07th Aug2017

The Golden Age of Television

by admin

The early 2000s are touted to have ushered in a Golden Age of television. This is proven by how we’re fortunate enough to live in an era where series such as Game of Thrones (GOT) and How to Get Away with Murder (HTGAWM) are two of many pop culture products we’ve looked forward to at some point in each of the past few years.


One of the above series boasts impressive, and possibly first-of-its-kind production values, as well as career defining roles for many of its actors who emerged largely as unknowns. The other, follows an increasing trend of having powerful women of colour in the starring role, as well as an exploration of queer relationships and identity. The latter is by no means new, as we’ve witnessed with programmes such as Will & Grace, but HTGAWM provides a poignant view into queer issues, and issues faced by powerful women through the lens of a highly diverse cast. Naturally, a series may be subject to cancellation regardless of the diversity of its cast and nuanced storytelling, but on the basis of its ratings HTGAWM seems to be safe for a few more seasons.

Alongside the evolution of the types of television shows we’ve been viewing over the years, has come an evolution in the way we view those very programmes.

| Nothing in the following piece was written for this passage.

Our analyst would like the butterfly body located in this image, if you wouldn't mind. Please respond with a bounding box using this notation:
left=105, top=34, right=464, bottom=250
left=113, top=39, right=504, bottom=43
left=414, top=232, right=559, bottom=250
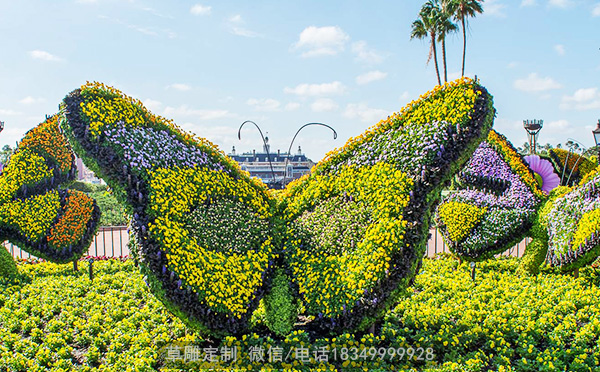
left=55, top=79, right=495, bottom=335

Netflix has become an increasingly popular way for people to watch their favourite shows, providing streaming media and video-on-demand services. In 2013, Netflix expanded into film and television production, as well as online distribution. A series that boasts Game of Thrones’ exceptional production values and high budget, its own soundtrack, a young and predominantly black cast, as well as an exploration of how New York City at the brink of bankruptcy gave birth to hip-hop, punk and disco, queer issues and LGBT+ Ball Culture, is Baz Luhrmann’s The Get Down. The Get Down is also a Netflix production, distributed by the streaming network.


Moreover, The Get Down is quite unique in that it encompasses all the above, including its cancellation. The series was released in two parts, resulting in 11 episodes, and officially stopped airing on the 7th of April 2017. This has been seen as forming a troubling trend of the cancellation of shows with diverse casts. Another such programme, is Doubt, produced by Shonda Rhimes’ Shondaland production company. Aside from decent ratings and a well thought out storyline, the series featured the character of Cameron Wirth, a transgender attorney played by transgender actress Laverne Cox. The series was also ground-breaking in that it showed what was possibly the most nuanced and informed portrayal of a romantic relationship between a transgender and a cisgender person. In addition, Cameron Wirth was shown to interact with friends who also happened to be transgender, and who have also had similar lived experiences.



This article does not seek to prove that shows such as these have been cancelled because they have diverse casts doing the absolute most in stellar roles. It merely seeks to express concern; with all of these cancelations, who is going to tell our stories? This is particularly alarming when we consider that Shonda Rhimes’ Scandal (starring Kerry Washington) is nearing is final season and How to Get Away with Murder was only meant to last about 6 seasons, nearing its fourth. The fandoms notice and aren’t reluctant to express their derision. The Wachowski’s Sense8 was also recently cancelled, prompting numerous campaigns to bring it back. The show will now return as a two-hour special to give fans closure and allow them to grieve.


It is most disappointing to witness the death of shows such as American Crime, The Real O’Neals and even Devious Maids – with a talented leading cast of indomitable Latina women. But we can thank the heavens for Black-ish, its spinoff Grown-ish, Fresh Off the Boat and Issa Rae’s Insecure. These shows carry the torch by representing people of colour, complex women and, in some capacity, the queer community as well. We can also be thankful for how amazing South African television is right now. Harvest on etv, starring Vatiswa Ndara and Masasa Mbangeni is a personal favourite right now, displaying impeccable writing, acting and cinematography. There is hope yet. If there was ever any evidence that this is indeed the Golden Age of television, this would be it. As South Africans, we’ve also begun telling our own stories, and we’re doing it impressively.